Desamparados Station

architecturerailwaysmuseumshistoryperubeaux-arts
4 min read

The first literary award bestowed by the House of Peruvian Literature went to Mario Vargas Llosa, in a ceremony held inside a building designed to move people across the Andes by rail. That a train station became the home of a national literary museum is the kind of repurposing that makes sense only in Lima, where history layers itself in ways that defy tidy categories. Desamparados Station sits on the southern bank of the Rimac River, next to the Government Palace, at the intersection of Ancash and Carabaya streets in the heart of the capital. It was built to be a gateway to the mountains. It became, instead, a monument to the stories Peru tells about itself.

Named for the Forsaken

The station takes its name from the Church of Our Lady of the Forsaken, which stood beside it until 1937. The Peruvian Corporation began the project in 1890, and three years later the Lima-La Oroya route was inaugurated, connecting the coastal capital to the mining towns of the central highlands. The line became known as the Ferrocarril Central Andino, one of the world's highest standard-gauge railways, climbing to over 15,000 feet as it crossed the Andes. The three-story station building that stands today was completed in 1912, the first major public work by Peruvian architect Rafael Marquina. Its construction employed reinforced concrete and expanded metal -- modern techniques for the era -- and the interior's crowning feature is an Art Nouveau stained glass skylight that floods the central hall with colored light.

Beaux-Arts on the Rimac

Marquina designed the facade in the Beaux-Arts style, with five symmetrical vertical bodies divided by four classical pilasters. The building's elegance was deliberate: this was the front door to Peru's most ambitious engineering achievement, the railway that conquered the Andes, and it needed to project the same confidence as the iron and steam that powered the trains. The station also housed the presidential wagon Paquita, built in honor of the wife of President Oscar R. Benavides. Under the military government of Juan Velasco Alvarado in the late 1960s, the Peruvian Corporation was nationalized and replaced by ENAFER, a state-owned railway company. When ENAFER was privatized in the 1990s, the station passed to the Ministry of Transport in 1999, its platforms falling quiet as passenger rail service dwindled.

From Trains to Literature

On October 20, 2009, President Alan Garcia inaugurated the House of Peruvian Literature inside the station, created by supreme decree the year before.
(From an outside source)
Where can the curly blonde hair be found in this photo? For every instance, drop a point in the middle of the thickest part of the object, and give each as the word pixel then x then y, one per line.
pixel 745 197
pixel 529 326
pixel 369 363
Architect Juan Carlos Burga designed the museum's interior, while David Mutal took responsibility for preserving the building's original architectural character. The museum now occupies most of the station, hosting exhibitions that trace the arc of Peruvian literature from colonial chronicles to contemporary fiction. Since 2010, it has bestowed an annual award -- the first, fittingly, going to Vargas Llosa, the Nobel laureate whose novels capture Peru's social complexity with a density that matches the station's own layered history. The building even has an unlikely Hollywood connection: in the television series Pushing Daisies, a photograph of the station's facade was used as the exterior of a fictional convention center.

Rails Still Running

Desamparados is not entirely a museum piece. After reopening following the COVID-19 pandemic, the station operates a twice-yearly service of the Ferrocarril Central Andino during Holy Week and Peru's national holidays in July, carrying passengers on a dramatic ascent from sea level to the Andean highlands en route to Huancayo. The journey climbs through dozens of tunnels, crosses bridges over deep gorges, and reaches altitudes where the air thins noticeably -- one of the most spectacular rail journeys in South America. As of 2025, plans are underway to revive commuter rail service between Lima and Chosica, with Desamparados and nearby Monserrate station serving as terminals. Trains donated by California's Caltrain system have been stored at Monserrate, waiting for the project to advance. The station that was built to connect Lima to the mountains may yet find its purpose renewed, shuttling commuters through the capital's sprawling eastern suburbs.

From the Air

Desamparados Station sits at 12.044°S, 77.029°W in Lima's historic center, immediately south of the Rimac River and adjacent to the Government Palace. From 3,000-5,000 feet AGL, the station's Beaux-Arts facade faces the river and is identifiable near the Presidential Palace complex. Jorge Chavez International Airport (SPJC/LIM) is approximately 7 miles to the northwest. The Ferrocarril Central Andino line extends eastward from the station, climbing rapidly into the Andes. Lima's coastal fog frequently limits visibility below 1,000 feet from June to November.